Today, using our right to go on a general strike (this could be arguably constitutional) sounds like a much watered down gesture. In fact, Spanish trade unions are not making too much noise about it, they’d want it to end without unexpected consequences. They know that the government will not change its position an inch: the labour reform bill pending in Parliament will remain exactly as the government put it. Eventually, unions could even lose some of their influence. If somebody loses control in a demonstration, those who favour reducing the strike right will have the upper hand.

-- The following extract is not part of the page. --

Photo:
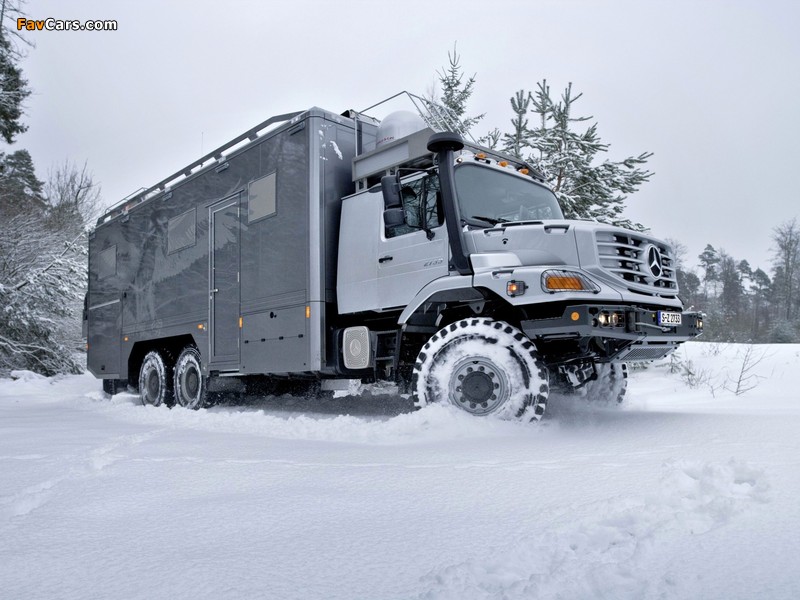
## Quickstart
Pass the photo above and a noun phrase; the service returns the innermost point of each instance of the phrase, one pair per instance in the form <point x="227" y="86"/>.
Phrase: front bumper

Spain’s government was aware of this strike and probably thinks the sooner it comes the better. President Mariano Rajoy’s cabinet would show an image of authority and diligence in its reformist zeal that will be welcomed in Brussels. The general strike can be useful to justify the need for reform, indeed. Rajoy seems philosophical and not quite impressed. Neither former Socialist president Rodríguez Zapatero was (even if he dreamed of finishing his presidency without a strike). The general strike powder is wet. Amazingly, unions appear unable to bring in other forms of pressure in the new century.
Spain’s president earlier during the Transition process towards democracy, Adolfo Suarez, endured two attempts of a low-key-strike with little success because of the soaring unemployment rate: the first one was local (1976); the second called by European unions (1978). There was a third attempt after the failed 23 February military coup, but it ended up being merely rhetorical.
Our first Socialist president, Felipe Gonzalez, suffered three general strikes with uneven results and consequences. The first one was in 1985 against a reform of the pension system. The strikers did not get anything and the reform proved to be crucial. Unions showed their power against a leftist government that paid less attention to them than they had wished.
The second strike, in December 1988, was the dream strike. That day nothing moved, the TV sets went black at midnight and millions of Spaniards decided to take the day off. It was the strike that knocked out the government and put the president on the brink of resignation. Citizens were protesting against a labour reform that among other measures introduced Germany’s internship contract. It would have been useful for youngsters today. That strike showed the union power and pushed the government towards public spending, which proved to be a wrong measure, but at that time helped the president to win the election with an absolute majority.
Unions attempted two other general strikes against the governments of Felipe Gonzalez in 1992 and 1994, who had learnt already how to deal with them. Those strikes had limited support, although the government avoided confrontation as it had no interest in weakening the unions that were part of the establishment.
Year 2002, the strike against Conservative president José María Aznar’s labour reform (with absolute majority) had a moderate support. The government acted with concern and clumsiness. Although unions did not achieve their goals and the reform continued, the government paid a price for it and some ministers were replaced. Aznar was tough. However, that time his legs trembled.
The strike against Zapatero in 2010 passed almost unnoticed. The government did not take any action, avoiding to upset the unions. The opposition was not belligerent either: they knew it would weaken the government. After that day, everyone turned the page. Not measures were taken.
The use of a general strike as a political tool is soon to become a memory of the past. But since unions don’t have further resources, they have to return to traditional recipes in order to reclaim a role in the public scene.